Paul was in LA for six seasons. The Lob City Clippers won at least 50 games five straight times and were 40–26 in the lockout-shortened 2011–12 campaign. That’s a 50-win pace (49.7 rounds up, after all) for an 82-game schedule. But LA won three playoff series during that span and never even got to the conference finals. Griffin recently offered some speculation why that group fell short.
Injuries and bad luck were a constant grind for the Clippers
It was always something — or someone — going wrong for the Clippers for two seasons under coach Vinny Del Negro and four with Doc Rivers on the bench.
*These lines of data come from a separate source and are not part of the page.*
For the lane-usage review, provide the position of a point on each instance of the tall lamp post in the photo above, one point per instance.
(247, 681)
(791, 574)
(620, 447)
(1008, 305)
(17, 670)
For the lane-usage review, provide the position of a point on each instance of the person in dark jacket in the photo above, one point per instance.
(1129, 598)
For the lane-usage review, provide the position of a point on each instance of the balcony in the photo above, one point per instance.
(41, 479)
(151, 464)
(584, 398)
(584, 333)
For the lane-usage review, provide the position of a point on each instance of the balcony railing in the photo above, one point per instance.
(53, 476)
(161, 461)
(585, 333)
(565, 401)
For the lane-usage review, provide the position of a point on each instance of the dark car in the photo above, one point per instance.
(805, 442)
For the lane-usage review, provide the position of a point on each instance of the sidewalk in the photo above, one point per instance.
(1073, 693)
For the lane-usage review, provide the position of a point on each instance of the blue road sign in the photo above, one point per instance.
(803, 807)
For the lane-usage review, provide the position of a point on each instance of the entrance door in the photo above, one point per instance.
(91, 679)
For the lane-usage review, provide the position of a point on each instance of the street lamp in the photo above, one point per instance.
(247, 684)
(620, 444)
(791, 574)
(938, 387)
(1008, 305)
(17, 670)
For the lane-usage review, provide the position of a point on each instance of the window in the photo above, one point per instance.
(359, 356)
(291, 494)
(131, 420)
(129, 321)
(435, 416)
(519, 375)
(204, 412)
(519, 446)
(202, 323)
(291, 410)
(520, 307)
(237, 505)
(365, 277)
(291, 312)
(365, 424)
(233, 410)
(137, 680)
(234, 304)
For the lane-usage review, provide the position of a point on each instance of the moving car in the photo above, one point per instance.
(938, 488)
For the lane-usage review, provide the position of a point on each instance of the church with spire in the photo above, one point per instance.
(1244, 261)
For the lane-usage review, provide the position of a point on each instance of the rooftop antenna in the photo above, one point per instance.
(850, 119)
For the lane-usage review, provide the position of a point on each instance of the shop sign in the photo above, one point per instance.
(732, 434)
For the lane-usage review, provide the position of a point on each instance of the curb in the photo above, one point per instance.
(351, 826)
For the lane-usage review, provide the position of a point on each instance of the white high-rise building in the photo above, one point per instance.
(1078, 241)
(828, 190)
Paul struggled with his health throughout his stint in LA. He appeared in 82 games in 2014–15 but in the other five campaigns missed 67 contests. After missing his first year with a fractured kneecap, the younger Blake Griffin was a machine, playing in 310 of 312 games through his first four seasons.
But he missed 15 in 2014–15, 47 the following season, and 21 more in 2016–17. As his health problems compounded, Griffin’s effectiveness dwindled.
The development of center DeAndre Jordan into an All-NBA big man bolstered the team. Jamal Crawford won two Sixth Man of the Year awards during LA’s stretch as a contender. They later added J.J. Redick and his 3-point shooting wizardry.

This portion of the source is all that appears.